She could just about bet her ass it was.

“Thanks,” I said elaborately as I went out. “I won't be back today.”

I hurried to the bank and wrote the check at the teller's window for two hundred and fifty bucks. I made it out to cash and signed it and pushed it across the marble slab at him. He picked it up, glanced at it casually, then looked at me with interest.

“Your corporation checks require two signatures, don't they, Mr. Bogen?”

“We had that changed this morning. My signature alone is enough now.”

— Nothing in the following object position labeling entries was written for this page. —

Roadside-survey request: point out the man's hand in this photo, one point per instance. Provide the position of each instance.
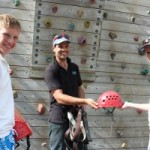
(92, 103)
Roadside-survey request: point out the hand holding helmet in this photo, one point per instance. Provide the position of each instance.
(110, 99)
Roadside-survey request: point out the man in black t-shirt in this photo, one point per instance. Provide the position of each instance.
(65, 87)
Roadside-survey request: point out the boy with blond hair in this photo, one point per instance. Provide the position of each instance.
(9, 32)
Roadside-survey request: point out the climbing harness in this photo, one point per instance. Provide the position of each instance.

“Well,” he said, hesitating.

“Check on that with Mr. Farrell. He's got the new signature cards.”

“Just a moment, please.”

He hurried out of his cage and came back in a few minutes.

“Okay?” I said with a smile.

“Yes,” he said, smiling back. “Sorry to keep you waiting, but the new signature cards hadn't been filed yet, and—”

“That's all right.”

“How will you have that, Mr. Bogen?”

“Tens.”

“All tens?”

“Yes, all tens.”

I slipped the money into my pocket and went out to get a cab. Luckily, I got a driver who knew where Honeywell Avenue was. He also seemed to understand that while I was in a hurry, I was also faintly interested in getting there in one piece. For that he got a nice tip.

“Wait for you, bud?” he asked when I got out.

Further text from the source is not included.